I came across a parable about a man who was talking with the Lord one day and said, “Lord, I’d like to know what Heaven and Hell are like.” The Lord led him to two doors. He opened one of the doors and the man looked in. In the middle of the room was a large round table. In the middle of the table was a large pot of mouthwatering stew, but the people sitting at the table were thin and sickly; they appeared famished. They were holding spoons with very long handles, and each found it possible to reach into the pot and take a spoonful…but impossible to get the spoons back to their mouths. The handle was longer than their arms. As the man shuddered at the sight of their misery, the Lord said, “You have just seen Hell.”

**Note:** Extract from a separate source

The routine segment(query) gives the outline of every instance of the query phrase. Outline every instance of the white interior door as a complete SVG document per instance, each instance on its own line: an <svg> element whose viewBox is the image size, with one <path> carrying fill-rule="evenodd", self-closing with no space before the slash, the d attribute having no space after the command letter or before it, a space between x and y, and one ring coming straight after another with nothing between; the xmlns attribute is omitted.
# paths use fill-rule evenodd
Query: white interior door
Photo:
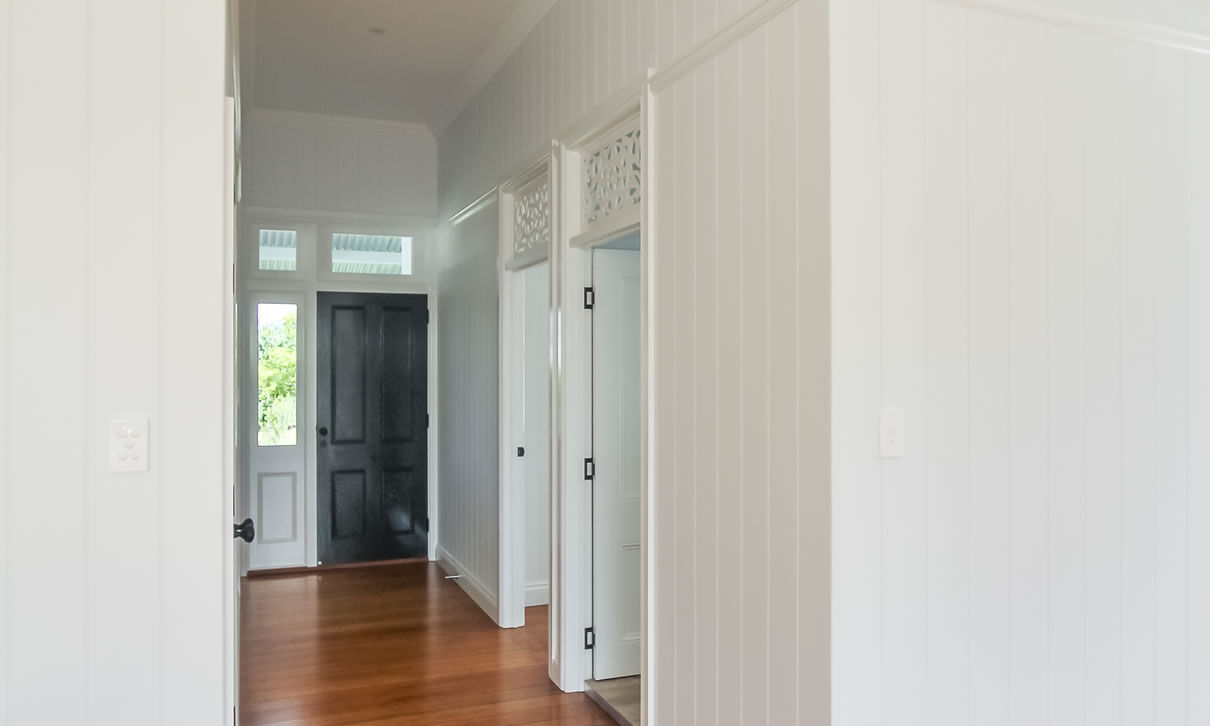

They went to the next room and found the same large round table with a large pot of mouthwatering stew in the middle. These people had the same long-handled spoons, but unlike the first room, these were well-nourished and joyful people. The man said, “Lord, I don’t understand.” The Lord replied, “It is simple—it takes one skill: They’ve learned to feed each other, while the miserable think only of themselves. You have just seen heaven.”
Let me give you a challenge for this week: Forget about yourself! Try it. Practice being absent minded when it comes to you. Get you out of your thoughts … and replace them with prayers of blessings and plans for serving other people in your life. Just as Jesus did, give yourself away with absolutely no thought of getting anything in return. Surprise someone with compassion. Heap some unexpected and undeserved kindness on another. Find the most unlikely object of God’s love, and love them just as God would.
Try it, and you’ll experience a little bit of heaven on earth.
“The voice of humility is God’s music, and the silence of humility is God’s rhetoric.” ~Francis Quarles
Winning At Life:
Identify one person whom you can serve this week—and do it without being noticed!